Review
Terra Nova - season one premiere
TV Review
Ed Williamson
4th October 2011
Man, oh man. Someone's got some money to spend. Four million dollars an episode, Steven Spielberg on board as exec producer, and a shit-tonne of CGI dinosaurs. Welcome to Terra Nova.
The year 2149. A dystopian society, a planet which mankind has ruined through its avarice. It is THE FUTURE and it is all futuristic and stuff. Therefore, in TV/movie-speak, certain things must apply.
First, nobody wears jeans. Despite its being the most durable, practical and popular material for trousers mankind has ever come up with, in just 150 years denim is nowhere to be seen. The inside of your house is all dull, utilitarian steel, your only wall decorations air ducts. Vehicles are called 'transports', mankind obviously having evolved long past the need to use a word so redundant as 'car'.
In this futurey future-world live the Shannon family, who have one more child than the allotted maximum two ('A Family is Four', say the Orwellian advertising signs). Round come the secret police to check on them and find Zoe, the extra daughter, so of course father Jim slugs one of them in the face because he. Will. Do. Anything. for his family, and he ends up in future-prison.

Two years later, wife Elisabeth comes to visit and tells him the family's been selected to go to Terra Nova, a colony camp in a verdant, unspoilt world 85 million years ago, where mankind is starting again. Access is through a big time-hole thing. Jim escapes so he can join his family and, despite the human race now having developed the most complex, watertight, retina-scanny, electronic-beep-beepy, chip-in-everyone's-leg security systems imaginable, he manages to make it through the time-hole and to Terra Nova by virtue of, um, elbowing a guy in the face and making a run for it.
Once there he's quickly allowed to just get on with it and, because he was a Chicago cop, is appointed to work on the security detail of Commander Taylor, who seems to be the leader of the whole thing. But he has a beard and probably a secret, somehow connected to some formulae written on rocks somewhere. Oh, and there are dinosaurs outside the colony, so you can't go out there, K? Unless you're rebellious teenagers, of course.
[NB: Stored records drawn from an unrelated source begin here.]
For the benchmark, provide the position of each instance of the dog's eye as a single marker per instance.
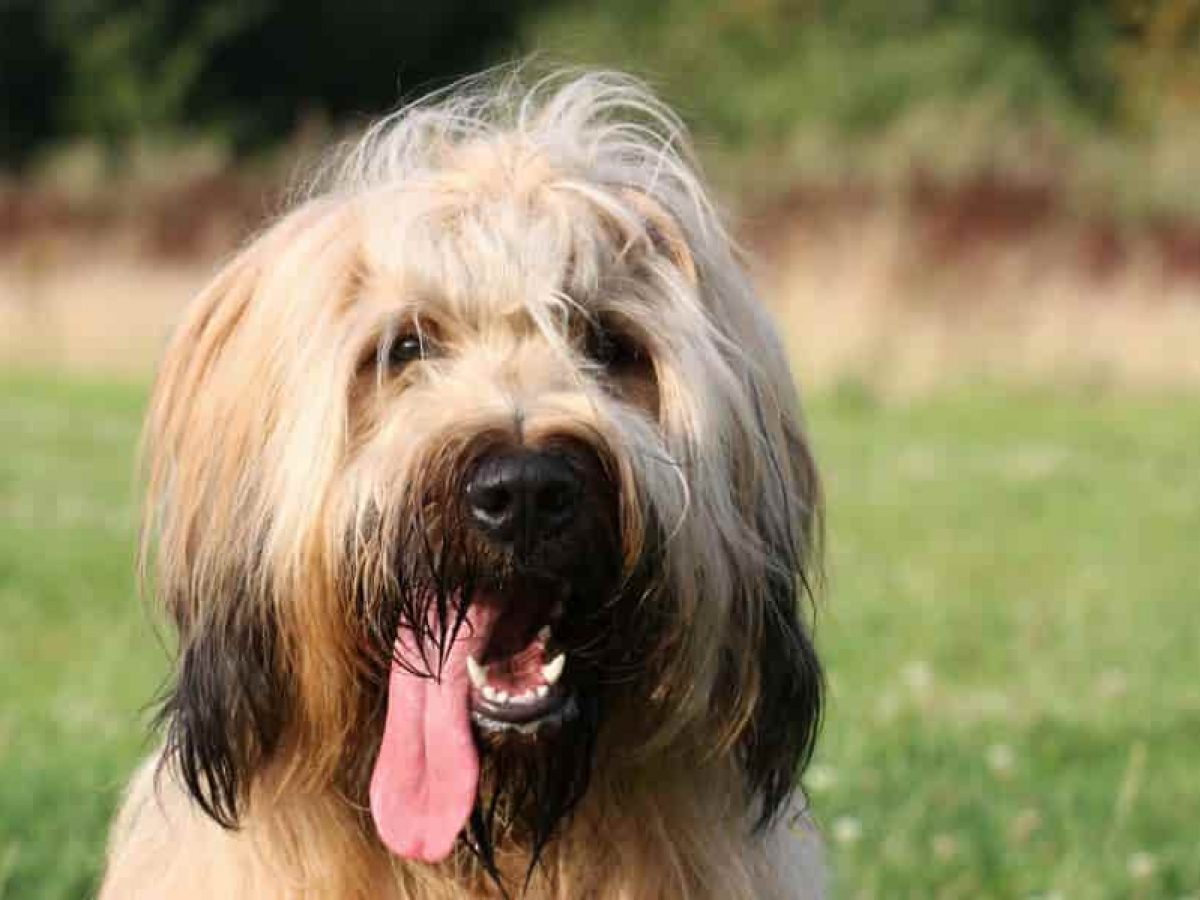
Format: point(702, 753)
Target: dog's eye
point(613, 349)
point(405, 349)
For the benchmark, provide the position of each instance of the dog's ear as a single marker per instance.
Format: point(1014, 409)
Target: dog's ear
point(226, 712)
point(203, 528)
point(785, 719)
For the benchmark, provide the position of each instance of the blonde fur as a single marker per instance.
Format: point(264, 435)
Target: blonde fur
point(501, 220)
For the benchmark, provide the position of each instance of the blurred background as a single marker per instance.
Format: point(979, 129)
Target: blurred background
point(978, 225)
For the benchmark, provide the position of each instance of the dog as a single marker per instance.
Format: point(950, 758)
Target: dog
point(479, 498)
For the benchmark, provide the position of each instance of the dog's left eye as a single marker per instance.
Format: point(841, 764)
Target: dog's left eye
point(612, 348)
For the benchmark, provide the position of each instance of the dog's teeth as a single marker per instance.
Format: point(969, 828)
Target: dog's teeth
point(478, 675)
point(553, 670)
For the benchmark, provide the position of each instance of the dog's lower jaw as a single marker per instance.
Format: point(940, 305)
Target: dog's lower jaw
point(660, 832)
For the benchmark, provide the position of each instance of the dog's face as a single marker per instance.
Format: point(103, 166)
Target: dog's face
point(479, 475)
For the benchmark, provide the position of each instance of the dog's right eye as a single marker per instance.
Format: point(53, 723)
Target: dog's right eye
point(405, 349)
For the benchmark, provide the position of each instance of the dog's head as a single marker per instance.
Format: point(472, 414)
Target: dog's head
point(479, 474)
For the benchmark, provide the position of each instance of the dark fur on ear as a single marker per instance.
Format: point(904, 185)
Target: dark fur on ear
point(227, 708)
point(783, 731)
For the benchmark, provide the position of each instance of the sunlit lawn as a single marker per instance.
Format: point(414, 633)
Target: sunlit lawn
point(1012, 628)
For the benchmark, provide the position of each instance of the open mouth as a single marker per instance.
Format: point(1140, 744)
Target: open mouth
point(520, 681)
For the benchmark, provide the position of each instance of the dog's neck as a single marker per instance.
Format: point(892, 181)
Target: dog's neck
point(671, 828)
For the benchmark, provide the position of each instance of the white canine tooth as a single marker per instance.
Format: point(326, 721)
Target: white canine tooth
point(478, 673)
point(553, 670)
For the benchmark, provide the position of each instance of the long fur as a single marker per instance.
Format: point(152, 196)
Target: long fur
point(299, 513)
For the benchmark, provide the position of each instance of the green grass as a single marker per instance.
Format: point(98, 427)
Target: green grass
point(1012, 630)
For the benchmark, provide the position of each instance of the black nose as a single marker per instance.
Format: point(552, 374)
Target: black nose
point(523, 498)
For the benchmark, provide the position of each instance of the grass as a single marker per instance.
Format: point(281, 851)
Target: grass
point(1011, 630)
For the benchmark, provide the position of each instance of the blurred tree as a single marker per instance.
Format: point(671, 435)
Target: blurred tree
point(244, 70)
point(31, 78)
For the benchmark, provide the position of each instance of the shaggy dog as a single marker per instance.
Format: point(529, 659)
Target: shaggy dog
point(479, 499)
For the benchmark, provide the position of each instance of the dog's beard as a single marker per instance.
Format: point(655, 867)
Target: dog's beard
point(529, 781)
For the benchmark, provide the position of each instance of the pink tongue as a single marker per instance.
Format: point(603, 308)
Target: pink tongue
point(427, 771)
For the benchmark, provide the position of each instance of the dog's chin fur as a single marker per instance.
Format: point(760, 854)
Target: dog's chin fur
point(568, 286)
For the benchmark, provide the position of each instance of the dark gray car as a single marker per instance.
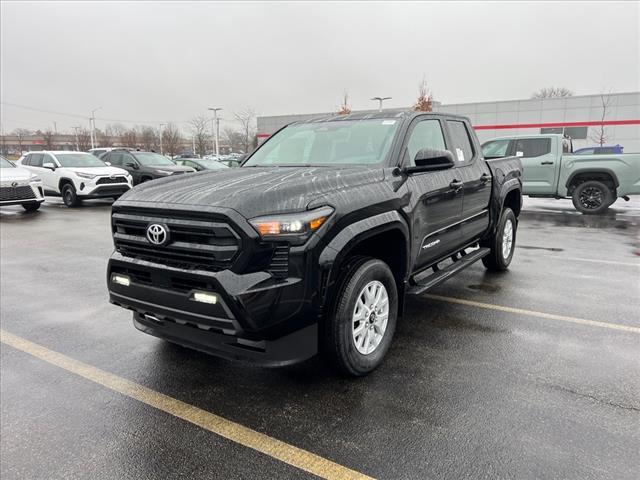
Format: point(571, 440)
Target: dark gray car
point(144, 166)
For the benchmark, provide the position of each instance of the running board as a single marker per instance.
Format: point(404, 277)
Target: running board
point(424, 281)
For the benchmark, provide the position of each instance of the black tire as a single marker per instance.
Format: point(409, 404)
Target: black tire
point(592, 197)
point(31, 207)
point(339, 344)
point(497, 260)
point(69, 196)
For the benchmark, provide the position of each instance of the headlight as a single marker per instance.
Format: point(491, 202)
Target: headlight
point(86, 175)
point(296, 227)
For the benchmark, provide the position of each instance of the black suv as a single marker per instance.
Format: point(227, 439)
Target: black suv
point(143, 166)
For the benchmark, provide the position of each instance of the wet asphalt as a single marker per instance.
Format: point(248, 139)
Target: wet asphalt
point(465, 392)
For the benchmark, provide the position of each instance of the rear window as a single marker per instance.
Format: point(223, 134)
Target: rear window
point(532, 147)
point(462, 149)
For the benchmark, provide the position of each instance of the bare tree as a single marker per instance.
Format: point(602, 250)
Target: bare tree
point(246, 118)
point(84, 139)
point(601, 134)
point(147, 137)
point(233, 138)
point(48, 140)
point(130, 138)
point(345, 109)
point(552, 92)
point(171, 139)
point(198, 127)
point(424, 102)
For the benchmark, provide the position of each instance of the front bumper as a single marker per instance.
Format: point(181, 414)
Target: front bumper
point(255, 318)
point(22, 192)
point(90, 189)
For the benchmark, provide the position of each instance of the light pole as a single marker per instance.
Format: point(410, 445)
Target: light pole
point(215, 127)
point(160, 128)
point(77, 144)
point(92, 124)
point(380, 100)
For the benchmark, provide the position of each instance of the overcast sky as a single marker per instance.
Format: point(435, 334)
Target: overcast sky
point(152, 62)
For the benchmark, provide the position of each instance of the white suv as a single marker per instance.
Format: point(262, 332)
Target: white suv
point(76, 175)
point(18, 186)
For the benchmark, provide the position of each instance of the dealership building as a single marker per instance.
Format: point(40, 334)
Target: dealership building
point(580, 117)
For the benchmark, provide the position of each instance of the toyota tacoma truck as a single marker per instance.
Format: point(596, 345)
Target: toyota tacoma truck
point(593, 182)
point(313, 243)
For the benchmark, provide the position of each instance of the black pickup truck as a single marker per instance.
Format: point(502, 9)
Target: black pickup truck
point(312, 244)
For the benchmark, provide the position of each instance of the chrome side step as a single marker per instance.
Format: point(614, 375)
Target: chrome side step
point(424, 281)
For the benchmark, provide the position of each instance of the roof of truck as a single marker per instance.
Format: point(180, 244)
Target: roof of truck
point(374, 114)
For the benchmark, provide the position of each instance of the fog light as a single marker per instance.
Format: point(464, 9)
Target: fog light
point(205, 297)
point(121, 280)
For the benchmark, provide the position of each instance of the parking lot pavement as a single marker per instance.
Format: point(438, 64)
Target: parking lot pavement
point(536, 374)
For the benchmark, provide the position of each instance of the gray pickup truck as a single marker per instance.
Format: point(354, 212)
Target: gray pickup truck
point(593, 182)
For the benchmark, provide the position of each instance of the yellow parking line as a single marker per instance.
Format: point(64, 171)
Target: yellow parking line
point(302, 459)
point(532, 313)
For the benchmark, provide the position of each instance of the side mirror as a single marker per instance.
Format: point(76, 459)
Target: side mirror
point(428, 160)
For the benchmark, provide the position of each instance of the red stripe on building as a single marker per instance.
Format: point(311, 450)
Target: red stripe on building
point(594, 123)
point(557, 124)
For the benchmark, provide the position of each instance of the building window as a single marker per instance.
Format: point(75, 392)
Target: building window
point(576, 133)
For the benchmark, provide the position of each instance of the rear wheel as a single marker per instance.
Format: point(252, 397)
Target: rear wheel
point(592, 197)
point(31, 207)
point(69, 196)
point(363, 320)
point(502, 243)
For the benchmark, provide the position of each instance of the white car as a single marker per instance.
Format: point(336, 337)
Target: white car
point(76, 176)
point(18, 186)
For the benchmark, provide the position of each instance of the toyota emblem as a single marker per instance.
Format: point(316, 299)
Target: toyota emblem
point(157, 234)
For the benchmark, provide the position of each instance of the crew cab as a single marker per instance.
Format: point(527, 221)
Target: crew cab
point(593, 182)
point(312, 244)
point(144, 166)
point(18, 186)
point(76, 176)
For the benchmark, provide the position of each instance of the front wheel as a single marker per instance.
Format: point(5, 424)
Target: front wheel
point(31, 207)
point(502, 243)
point(69, 196)
point(363, 320)
point(592, 197)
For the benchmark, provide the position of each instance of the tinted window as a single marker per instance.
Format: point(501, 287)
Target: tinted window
point(426, 134)
point(533, 147)
point(496, 148)
point(35, 159)
point(114, 158)
point(461, 148)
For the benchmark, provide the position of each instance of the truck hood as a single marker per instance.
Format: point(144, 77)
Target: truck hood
point(254, 191)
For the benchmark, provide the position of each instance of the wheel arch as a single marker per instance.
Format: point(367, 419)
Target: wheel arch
point(605, 175)
point(384, 236)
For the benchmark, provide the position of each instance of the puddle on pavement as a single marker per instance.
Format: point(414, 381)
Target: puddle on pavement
point(485, 287)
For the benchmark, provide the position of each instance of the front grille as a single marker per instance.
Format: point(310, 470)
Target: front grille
point(16, 193)
point(104, 180)
point(194, 243)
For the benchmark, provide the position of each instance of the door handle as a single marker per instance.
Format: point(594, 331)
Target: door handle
point(456, 185)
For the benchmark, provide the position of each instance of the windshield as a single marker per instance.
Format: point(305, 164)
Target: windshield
point(150, 158)
point(78, 160)
point(344, 142)
point(211, 164)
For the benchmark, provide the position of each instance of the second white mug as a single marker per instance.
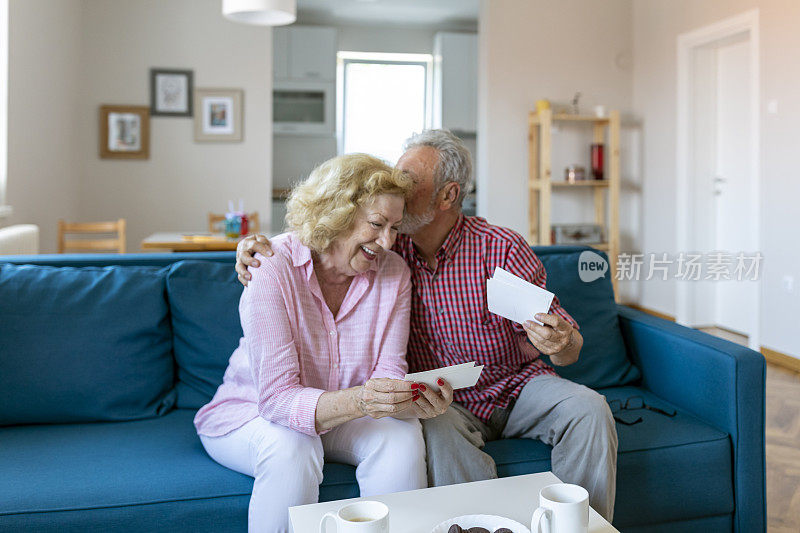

You'll have noticed a focus on simple relaying of the plot in this review. There are two reasons for this. The first is that we're talking about the season one premiere and it's important to ground it in context. The second is to delay the inevitable, because Terra Nova is really quite ropey.
I wish it wasn't. But for all its incredible, groundbreaking-for-TV effects and obvious epic aspirations, Terra Nova is at its core just daft. The explanation for how the time-hole thing works comes in a shower of porridge-thick exposition by the Shannons' science nerd daughter (but hot science nerd, obviously) when she and her siblings stumble across the probe that was originally sent to explore the possibility. It is now on a plinth, around which she walks, explaining everything. People do that.
Later on, the father and his son fall out, notionally because the father left him in order to be in prison for a couple of years, but more probably because Spielberg invoked the 'daddy issues' clause in his contract. Why do we care about this? It's a teenager behaving like one. We're also now entirely removed from the world of injustice that put the guy in prison in the first place, and we don't really feel like we need to sympathise with him over that any more: he escaped; he's fine; get over it.
Credit where it's due, though: the dinosaurs, despite a disappointingly Barney-looking brachiosaur being the first out of the box, do look awesome. We're treated to a couple of chase scenes and an obligatory 'let's hide in this vehicle and stay really still then the dinosaur will go away' moment, and in both we see the effects doing exactly what they're supposed to do: make you think, Shit, that looks good.

There is mention made of two ways to get from 2149 to Terra Nova: a lottery or some kind of selection process, the latter implying some sort of meritocracy. Elisabeth Shannon and her family have been chosen because she is a doctor, for example. And this being a network TV show, the population of Terra Nova are of course all impossibly pretty. So uggos don't get in, it seems. More disturbingly, neither do any disabled people, none of whom are anywhere to be seen. The Chinese also appear to have been wiped out, and I counted one black guy. No wonder Spielberg was so keen to get this off the ground: he's always doing films about how there should be a master race.
There's a serious point behind this: here is a cast of characters too perfect, too model-like, and ultimately not likeable enough to care about. No doubt there are things to be explored. We're on similar ground to Falling Skies here: we get to see how humans re-organise a society from scratch, how hierarchies form, how the social order is established and challenged. This is still interesting, but there's a key difference: in Falling Skies I was interested in the characters and their new society, with a few exceptions. In Terra Nova I just feel like I'm watching a Gap advert. With dinosaurs.